Imagine a world where product owners, Development, QA, IT Operations, and Infosec work together, not only to help each other, but also to ensure that the overall organization succeeds. By working toward a common goal, they enable the fast flow of planned work into production, while achieving world-class stability, reliability, availability, and security. [1]

—The DevOps Handbook

DevOps


This is the home page for the SAFe DevOps series, which consists of three articles. It is an introduction to foundational DevOps concepts in SAFe. Also read about CALMR and SAFe’s DevOps Practice Domains.


DevOps is a mindset, a culture, and a set of technical practices. It provides communication, integration, automation, and close cooperation among all the people needed to plan, develop, test, deploy, release, and maintain a Solution.

DevOps is part of the Agile Product Delivery competency of the Lean Enterprise.

DevOps is a combination of two words: development and operations. Without DevOps, there is often significant tension between those who build Solutions and those who support and maintain those solutions. SAFe enterprises implement DevOps to break down organizational silos and develop a Continuous Delivery Pipeline (CDP) —a high-performance innovation engine capable of delivering market-leading solutions at the speed of business.

Figure 1. The Continuous Delivery Pipeline (CDP)

The goal is simple: deliver value whenever there is a business need. This is indeed achievable, as teams that excel at DevOps, on average, deploy 208 times more frequently, deploy 106 times faster, experience 7 times fewer failures, and recover from incidents 2,604 times faster than low performing teams. [2]

DevSecOps

DevSecOps is a term that emphasizes the importance of sound information security practices in the pursuit of continuous delivery. Because the origins of DevOps did not explicitly include security as a top-level concern (as it did for development and operations) DevSecOps has emerged as a popular label that avoids any risk of security being an afterthought.

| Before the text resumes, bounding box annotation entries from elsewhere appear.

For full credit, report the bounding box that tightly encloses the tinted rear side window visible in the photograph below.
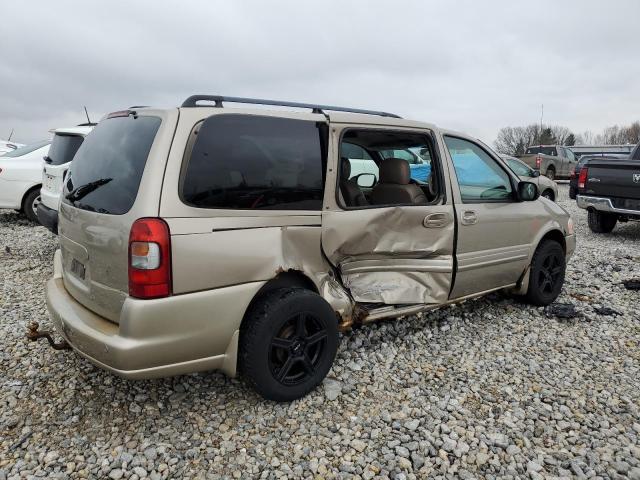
[63,116,161,215]
[47,133,84,165]
[181,114,327,210]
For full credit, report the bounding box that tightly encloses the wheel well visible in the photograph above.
[20,185,42,209]
[242,270,318,322]
[538,230,567,253]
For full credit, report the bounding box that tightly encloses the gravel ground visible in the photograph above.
[0,185,640,480]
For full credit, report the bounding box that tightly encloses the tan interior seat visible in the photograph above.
[340,157,369,207]
[371,158,428,205]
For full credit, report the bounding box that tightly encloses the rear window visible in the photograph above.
[47,133,84,165]
[62,115,161,215]
[2,140,51,157]
[181,114,327,210]
[526,147,558,157]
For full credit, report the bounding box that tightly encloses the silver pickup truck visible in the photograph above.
[520,145,578,180]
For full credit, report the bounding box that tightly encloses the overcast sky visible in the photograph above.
[0,0,640,143]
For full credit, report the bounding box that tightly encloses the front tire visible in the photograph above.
[587,210,618,233]
[238,288,339,402]
[22,188,40,223]
[525,240,566,306]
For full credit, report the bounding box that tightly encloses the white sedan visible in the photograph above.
[0,140,51,222]
[0,140,24,156]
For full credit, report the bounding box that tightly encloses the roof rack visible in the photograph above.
[182,95,401,118]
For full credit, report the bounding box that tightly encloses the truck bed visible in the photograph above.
[584,159,640,201]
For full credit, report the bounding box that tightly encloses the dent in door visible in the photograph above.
[322,205,454,305]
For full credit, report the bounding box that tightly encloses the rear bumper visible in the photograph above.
[38,202,58,235]
[576,195,640,217]
[564,235,576,262]
[46,251,262,379]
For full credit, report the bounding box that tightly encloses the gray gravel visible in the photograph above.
[0,185,640,480]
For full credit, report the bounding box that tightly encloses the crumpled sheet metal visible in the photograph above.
[343,272,451,305]
[322,205,454,264]
[322,205,454,305]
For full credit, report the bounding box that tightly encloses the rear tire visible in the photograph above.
[588,210,618,233]
[238,288,339,402]
[22,188,40,223]
[524,240,566,306]
[544,167,556,180]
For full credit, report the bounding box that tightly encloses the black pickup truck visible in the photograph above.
[576,143,640,233]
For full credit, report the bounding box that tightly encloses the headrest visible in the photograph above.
[380,158,411,185]
[340,157,351,180]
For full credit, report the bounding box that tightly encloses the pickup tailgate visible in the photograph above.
[584,159,640,201]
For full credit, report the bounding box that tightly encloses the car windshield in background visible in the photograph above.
[62,116,161,215]
[1,140,51,157]
[526,147,558,157]
[378,147,431,182]
[506,158,533,177]
[47,133,84,165]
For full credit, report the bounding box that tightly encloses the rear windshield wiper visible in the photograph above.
[65,178,113,202]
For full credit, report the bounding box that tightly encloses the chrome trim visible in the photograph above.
[576,195,640,215]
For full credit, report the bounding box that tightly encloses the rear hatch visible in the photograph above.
[42,133,84,209]
[58,110,171,322]
[584,159,640,202]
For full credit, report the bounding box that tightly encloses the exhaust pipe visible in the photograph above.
[27,322,71,350]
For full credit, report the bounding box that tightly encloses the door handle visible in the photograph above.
[422,213,449,228]
[460,210,478,225]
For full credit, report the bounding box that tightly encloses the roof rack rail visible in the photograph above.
[182,95,401,118]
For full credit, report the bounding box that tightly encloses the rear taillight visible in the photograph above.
[578,167,589,188]
[129,218,171,299]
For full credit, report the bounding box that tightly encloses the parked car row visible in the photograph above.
[574,143,640,233]
[21,95,575,401]
[0,125,93,227]
[520,145,577,180]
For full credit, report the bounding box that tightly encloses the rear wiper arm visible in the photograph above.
[65,178,113,202]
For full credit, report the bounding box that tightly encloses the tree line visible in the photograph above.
[494,122,640,155]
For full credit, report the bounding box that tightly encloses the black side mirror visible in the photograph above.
[355,173,378,188]
[518,182,540,202]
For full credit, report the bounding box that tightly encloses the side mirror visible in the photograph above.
[356,173,378,188]
[518,182,540,202]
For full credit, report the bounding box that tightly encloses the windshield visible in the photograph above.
[2,140,51,157]
[62,115,161,215]
[526,147,558,157]
[45,133,84,165]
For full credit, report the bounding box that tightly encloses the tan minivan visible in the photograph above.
[46,95,575,401]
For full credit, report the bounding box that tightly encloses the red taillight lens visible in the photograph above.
[578,167,589,188]
[129,218,171,299]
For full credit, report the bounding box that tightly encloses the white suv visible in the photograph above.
[38,124,94,234]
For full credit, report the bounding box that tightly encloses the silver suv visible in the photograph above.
[46,96,575,401]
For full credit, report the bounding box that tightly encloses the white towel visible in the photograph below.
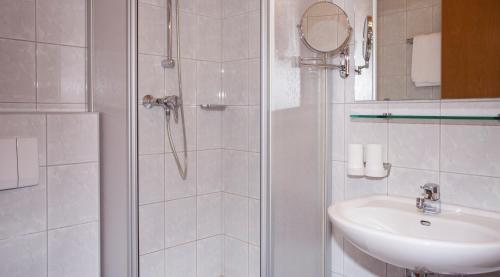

The security community has been instrumental in evolving DevOps thinking beyond its development and operations roots. The State of DevOps Report—the world’s longest-running and most widely cited DevOps research project—has revealed that an organization’s security posture improves when security is completely integrated into the value stream. [3] In one of the most-read DevSecOps primers on the Internet, RedHat reminds us that “outdated security practices can undo even the most efficient DevOps initiatives.” [4] The Open Web Application Security Project’s (OWASP) Top 10 list of software vulnerabilities has become a go-to tool for fostering collaboration between development, operations, and security teams. [5] Through its pioneering Enterprise DevSecOps Platform (DSOP) initiative, the US Air Force has demonstrated that combining advanced DevOps and security practices can provide some of the most staunchly regulated organizations in the world ‘plug and play’ software factories and radically streamlined delivery processes.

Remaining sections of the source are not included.